Andrew Bridgen speaks to the media on College Green outside parliament.
Beresford Hodge via PA Wire/PA Images

A Tory MP faces a five-day House of Commons suspension after being found to have displayed a “cavalier” attitude to the rules in a series of lobbying breaches.

The standards committee recommended Andrew Bridgen face the punishment for breaking rules on registration, declaration and paid lobbying “on multiple occasions and in multiple ways”.

A report published this morning also accused him of calling standards commissioner Kathryn Stone’s “integrity into question” during her investigation.

“Mr Bridgen has demonstrated a very cavalier attitude to the house’s rules on registration and declaration of interests, including repeatedly saying that he did not check his own entry in the register,” the committee report said.

The North West Leicestershire MP was recommended for suspension for two days for breaches of two sections of the MPs’ code of conduct and a further three sitting days for an “unacceptable attack upon the integrity” of the standards commissioner.

Bridgen told HuffPost UK: “Whilst I am extremely disappointed with the recommendations of the committee, I accept them and will comply with them as required to do so.”

The committee said Bridgen should have told ministers and officials he received a donation and a funded visit to Ghana from the Cheshire-based firm Mere Plantations and had a £12,000 contract to be an adviser.

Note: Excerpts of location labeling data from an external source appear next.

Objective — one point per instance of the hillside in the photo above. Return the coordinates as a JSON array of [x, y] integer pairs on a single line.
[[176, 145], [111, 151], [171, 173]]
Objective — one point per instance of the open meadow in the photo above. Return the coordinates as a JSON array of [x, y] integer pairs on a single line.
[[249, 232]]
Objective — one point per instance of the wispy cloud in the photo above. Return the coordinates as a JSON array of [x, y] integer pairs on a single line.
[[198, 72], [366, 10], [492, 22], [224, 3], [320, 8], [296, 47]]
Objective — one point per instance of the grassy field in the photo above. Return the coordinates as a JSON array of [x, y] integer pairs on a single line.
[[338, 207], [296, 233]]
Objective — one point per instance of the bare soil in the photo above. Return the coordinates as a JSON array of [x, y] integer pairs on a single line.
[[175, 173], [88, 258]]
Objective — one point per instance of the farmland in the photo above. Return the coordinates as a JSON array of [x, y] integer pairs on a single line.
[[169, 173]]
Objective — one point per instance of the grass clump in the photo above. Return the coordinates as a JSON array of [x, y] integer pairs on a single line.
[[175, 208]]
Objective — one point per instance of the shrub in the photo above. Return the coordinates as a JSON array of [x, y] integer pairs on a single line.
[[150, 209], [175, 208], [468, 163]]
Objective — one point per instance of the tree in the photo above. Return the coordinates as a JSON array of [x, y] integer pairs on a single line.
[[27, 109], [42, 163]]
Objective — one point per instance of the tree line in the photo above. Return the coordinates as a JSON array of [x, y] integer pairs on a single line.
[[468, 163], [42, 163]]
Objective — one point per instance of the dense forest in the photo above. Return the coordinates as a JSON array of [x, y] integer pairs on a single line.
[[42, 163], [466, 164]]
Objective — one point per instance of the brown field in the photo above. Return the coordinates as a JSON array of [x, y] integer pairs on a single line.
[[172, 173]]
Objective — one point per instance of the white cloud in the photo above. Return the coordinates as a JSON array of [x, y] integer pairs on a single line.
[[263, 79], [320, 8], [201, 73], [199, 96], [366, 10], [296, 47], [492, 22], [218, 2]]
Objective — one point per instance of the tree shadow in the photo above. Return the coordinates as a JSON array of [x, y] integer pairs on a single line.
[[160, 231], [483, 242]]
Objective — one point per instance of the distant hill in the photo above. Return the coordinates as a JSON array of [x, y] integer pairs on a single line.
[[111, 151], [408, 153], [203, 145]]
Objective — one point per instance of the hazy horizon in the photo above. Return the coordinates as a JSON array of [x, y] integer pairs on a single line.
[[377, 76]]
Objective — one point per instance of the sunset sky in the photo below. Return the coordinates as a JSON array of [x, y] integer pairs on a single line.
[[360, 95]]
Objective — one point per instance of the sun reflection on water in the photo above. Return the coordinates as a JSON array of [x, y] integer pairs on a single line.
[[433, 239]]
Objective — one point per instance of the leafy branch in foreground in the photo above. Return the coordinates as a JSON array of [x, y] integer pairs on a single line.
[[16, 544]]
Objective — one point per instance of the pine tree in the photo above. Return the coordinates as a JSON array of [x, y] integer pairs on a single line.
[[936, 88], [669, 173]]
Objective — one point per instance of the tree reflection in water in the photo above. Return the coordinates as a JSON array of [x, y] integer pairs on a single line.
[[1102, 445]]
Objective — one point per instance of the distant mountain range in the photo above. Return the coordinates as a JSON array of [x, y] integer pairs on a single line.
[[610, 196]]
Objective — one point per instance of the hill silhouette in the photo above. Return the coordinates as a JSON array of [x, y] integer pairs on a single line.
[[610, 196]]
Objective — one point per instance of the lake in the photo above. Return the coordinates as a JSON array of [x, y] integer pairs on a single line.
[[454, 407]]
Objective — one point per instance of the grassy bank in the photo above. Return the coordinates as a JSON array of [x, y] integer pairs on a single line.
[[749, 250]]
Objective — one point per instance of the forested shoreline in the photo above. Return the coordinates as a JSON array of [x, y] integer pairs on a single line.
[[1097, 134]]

But he was found to have committed a “significant litany of errors” by failing to do so in eight emails to ministers, and in five meetings with ministers or public officials.

The committee said Bridgen had also called standards commissioner Kathryn Stone’s “integrity into question” on the basis of “wholly unsubstantiated and false allegations, and attempted improperly to influence the House’s standards processes”.

He questioned whether his reputation as an outspoken critic of then prime minister Boris Johnson could have influenced her findings.

The MP wrote an email to Ms Stone saying: “I was distressed to hear on a number of occasions an unsubstantiated rumour that your contract as parliamentary standards commissioner is due to end in the coming months and that there are advanced plans to offer you a peerage, potentially as soon as the prime minister’s resignation honours list.

“There is also some suggestion amongst colleagues that those plans are dependent upon arriving at the ‘right’ outcomes when conducting parliamentary standards investigations.

“Clearly my own travails with Number 10 and the former PM have been well documented and obviously a small part of me is naturally concerned to hear such rumours.

“More importantly however you are rightfully renowned for your integrity and decency and no doubt such rumours are only designed to harm your reputation.”

The committee said Bridgen’s email “appears to be an attempt to place wholly inappropriate pressure on the commissioner” which is “completely unacceptable behaviour”.